J.T. Edson was successful on this side of the puddle and you still see one of his westerns once in a while. There are probably others who I may have read and never knew they were British. And it isn’t without precedent. One of the best known gunfighters, gamblers, and lawmen of the Old West was Ben Thompson, an Englishman. In fact Thompson’s death in Dennison, Texas in 1915 is considered by many to be the last gunfight of the old west. I know he was a lawman, and have even been on the street where he died, but can’t recall what title he held. He had previously been the bartender at Luke Short’s (not Fred Glidden but his namesake) Fort Worth saloon where for a brief time Wyatt Earp ran the roulette wheel and Bat Masterson dealt Faro. For that matter, before he turned explorer, British born Henry Morton Stanley had served as a correspondent covering the Indian Wars for Hearst. One of the curiosities of the old west is that the day of one of Wild Bill Hickcock’s most famous gunfights he had lunch with the touring Oscar Wilde, and of course Dickens even did readings in Virgina City (dramatised and highly fictionalised on Bonanza with Lost in Space’s Dr. Smith Jonathan Harris as a testy Dickens). Among others who took the tour were explorer Richard Burton and Frank Harris, the latter even writing a book on the subject.

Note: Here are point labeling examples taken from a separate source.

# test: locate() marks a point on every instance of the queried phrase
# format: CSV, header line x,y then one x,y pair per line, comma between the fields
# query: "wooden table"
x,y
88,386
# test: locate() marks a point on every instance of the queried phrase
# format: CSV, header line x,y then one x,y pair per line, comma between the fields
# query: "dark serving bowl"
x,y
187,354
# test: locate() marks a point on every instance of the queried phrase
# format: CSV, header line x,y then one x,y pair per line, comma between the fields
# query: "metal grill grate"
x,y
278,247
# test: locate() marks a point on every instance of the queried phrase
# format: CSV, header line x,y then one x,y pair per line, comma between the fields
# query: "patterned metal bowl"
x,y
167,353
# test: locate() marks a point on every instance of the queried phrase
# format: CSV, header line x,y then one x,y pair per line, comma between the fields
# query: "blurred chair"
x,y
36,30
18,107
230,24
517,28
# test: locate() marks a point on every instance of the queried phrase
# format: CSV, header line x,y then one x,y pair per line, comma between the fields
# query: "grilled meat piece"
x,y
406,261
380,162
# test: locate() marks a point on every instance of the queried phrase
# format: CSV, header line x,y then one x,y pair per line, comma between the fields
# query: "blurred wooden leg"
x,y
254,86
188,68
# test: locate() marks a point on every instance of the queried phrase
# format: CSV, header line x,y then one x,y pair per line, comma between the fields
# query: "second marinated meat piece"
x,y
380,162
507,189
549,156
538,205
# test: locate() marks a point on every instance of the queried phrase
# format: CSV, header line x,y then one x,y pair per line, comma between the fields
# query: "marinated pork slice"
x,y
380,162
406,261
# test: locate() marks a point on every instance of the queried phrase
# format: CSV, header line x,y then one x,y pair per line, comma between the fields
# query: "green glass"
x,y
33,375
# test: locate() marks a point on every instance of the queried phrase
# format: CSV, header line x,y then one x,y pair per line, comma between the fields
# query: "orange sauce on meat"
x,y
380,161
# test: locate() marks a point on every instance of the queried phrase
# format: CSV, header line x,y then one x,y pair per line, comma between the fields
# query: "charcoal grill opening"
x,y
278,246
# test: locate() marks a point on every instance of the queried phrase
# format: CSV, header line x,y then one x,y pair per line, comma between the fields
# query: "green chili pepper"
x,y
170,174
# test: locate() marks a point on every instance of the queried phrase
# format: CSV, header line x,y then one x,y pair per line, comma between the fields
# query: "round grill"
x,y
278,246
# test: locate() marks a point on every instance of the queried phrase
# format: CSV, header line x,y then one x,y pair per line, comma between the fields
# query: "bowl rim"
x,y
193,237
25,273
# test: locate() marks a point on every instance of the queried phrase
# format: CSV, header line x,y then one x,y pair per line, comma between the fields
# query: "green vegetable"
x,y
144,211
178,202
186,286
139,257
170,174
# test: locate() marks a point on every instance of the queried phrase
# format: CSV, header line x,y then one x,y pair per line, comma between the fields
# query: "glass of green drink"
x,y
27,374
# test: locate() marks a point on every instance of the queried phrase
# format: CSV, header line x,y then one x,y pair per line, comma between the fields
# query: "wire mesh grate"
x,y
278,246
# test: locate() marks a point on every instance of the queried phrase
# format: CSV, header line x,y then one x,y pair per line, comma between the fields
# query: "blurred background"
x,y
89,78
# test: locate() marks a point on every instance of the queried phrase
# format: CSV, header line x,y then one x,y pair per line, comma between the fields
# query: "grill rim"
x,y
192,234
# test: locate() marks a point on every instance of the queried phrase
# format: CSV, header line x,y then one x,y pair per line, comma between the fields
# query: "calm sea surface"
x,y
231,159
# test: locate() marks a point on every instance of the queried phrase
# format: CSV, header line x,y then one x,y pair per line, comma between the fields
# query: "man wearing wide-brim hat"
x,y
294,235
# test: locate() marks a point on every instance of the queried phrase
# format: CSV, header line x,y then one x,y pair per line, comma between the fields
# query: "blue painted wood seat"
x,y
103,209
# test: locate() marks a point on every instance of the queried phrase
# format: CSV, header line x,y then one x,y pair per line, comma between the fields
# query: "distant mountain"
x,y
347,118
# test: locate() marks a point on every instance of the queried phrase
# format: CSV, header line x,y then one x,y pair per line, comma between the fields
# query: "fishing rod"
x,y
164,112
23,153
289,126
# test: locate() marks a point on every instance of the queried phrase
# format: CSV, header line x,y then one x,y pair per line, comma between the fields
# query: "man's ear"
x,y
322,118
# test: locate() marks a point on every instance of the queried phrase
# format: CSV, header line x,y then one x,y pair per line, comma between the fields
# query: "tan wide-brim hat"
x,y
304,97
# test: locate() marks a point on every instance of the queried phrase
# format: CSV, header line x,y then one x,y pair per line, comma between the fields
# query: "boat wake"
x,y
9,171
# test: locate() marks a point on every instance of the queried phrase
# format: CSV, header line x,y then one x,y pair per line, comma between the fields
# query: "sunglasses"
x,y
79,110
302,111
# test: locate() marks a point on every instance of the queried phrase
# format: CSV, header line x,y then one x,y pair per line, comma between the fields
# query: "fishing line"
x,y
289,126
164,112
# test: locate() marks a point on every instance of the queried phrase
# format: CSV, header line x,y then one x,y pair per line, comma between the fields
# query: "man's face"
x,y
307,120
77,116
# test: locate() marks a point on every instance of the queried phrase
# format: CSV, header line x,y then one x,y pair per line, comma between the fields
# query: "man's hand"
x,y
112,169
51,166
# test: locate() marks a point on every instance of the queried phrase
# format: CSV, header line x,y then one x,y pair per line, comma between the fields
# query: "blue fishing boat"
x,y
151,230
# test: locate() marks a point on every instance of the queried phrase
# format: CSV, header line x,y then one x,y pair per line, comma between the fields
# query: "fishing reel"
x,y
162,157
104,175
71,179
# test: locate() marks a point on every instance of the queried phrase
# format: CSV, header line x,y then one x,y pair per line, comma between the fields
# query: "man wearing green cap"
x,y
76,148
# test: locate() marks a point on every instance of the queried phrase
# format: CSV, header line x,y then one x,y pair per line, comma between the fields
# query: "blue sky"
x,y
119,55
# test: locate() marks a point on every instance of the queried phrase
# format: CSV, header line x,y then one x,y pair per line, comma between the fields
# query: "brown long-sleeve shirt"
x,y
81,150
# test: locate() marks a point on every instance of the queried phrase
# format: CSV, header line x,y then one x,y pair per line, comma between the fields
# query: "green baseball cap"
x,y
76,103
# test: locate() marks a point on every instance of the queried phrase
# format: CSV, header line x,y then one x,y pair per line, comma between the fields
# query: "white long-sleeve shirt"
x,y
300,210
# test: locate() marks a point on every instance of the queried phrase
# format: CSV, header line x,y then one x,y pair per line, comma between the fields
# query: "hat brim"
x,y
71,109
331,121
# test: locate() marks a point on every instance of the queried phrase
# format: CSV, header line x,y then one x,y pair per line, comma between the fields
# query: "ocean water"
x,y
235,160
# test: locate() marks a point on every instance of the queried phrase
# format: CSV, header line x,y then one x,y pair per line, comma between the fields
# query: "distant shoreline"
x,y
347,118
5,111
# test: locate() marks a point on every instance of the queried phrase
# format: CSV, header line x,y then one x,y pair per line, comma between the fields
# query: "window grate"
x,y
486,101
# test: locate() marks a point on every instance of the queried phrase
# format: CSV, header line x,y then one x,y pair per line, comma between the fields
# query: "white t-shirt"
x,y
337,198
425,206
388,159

I’m not sure, but wasn’t Mayne Reid the popular boys writer British? Many of his books were set on the American frontier. More recently George Macdonald Fraser’s Mr. American involves a mysterious westerner in London pursued by a figure from his past. Flashman even does a walk-on. And the hero of Louis L’Amour’s Shakako is a former British soldier turned American scout. Then of course there is German Karl May whose Winnetou books inspired a German film series whose popularity were the stimulus for the Spagetti Western. May is still hugely popular in Europe, his books beloved by Einstein, Schwitzer, Herman Hesse, and (sorry to say) Hitler.
As for Conan Doyle, I think he would probably still be remembered for Challenger, but no where near as famous as Holmes made him. Several of the Holmes stories have American ties, even to the frontier, and the back story of A Study in Scarlet isn’t all that far from the back story of Zane Gray’s Riders of the Purple Sage.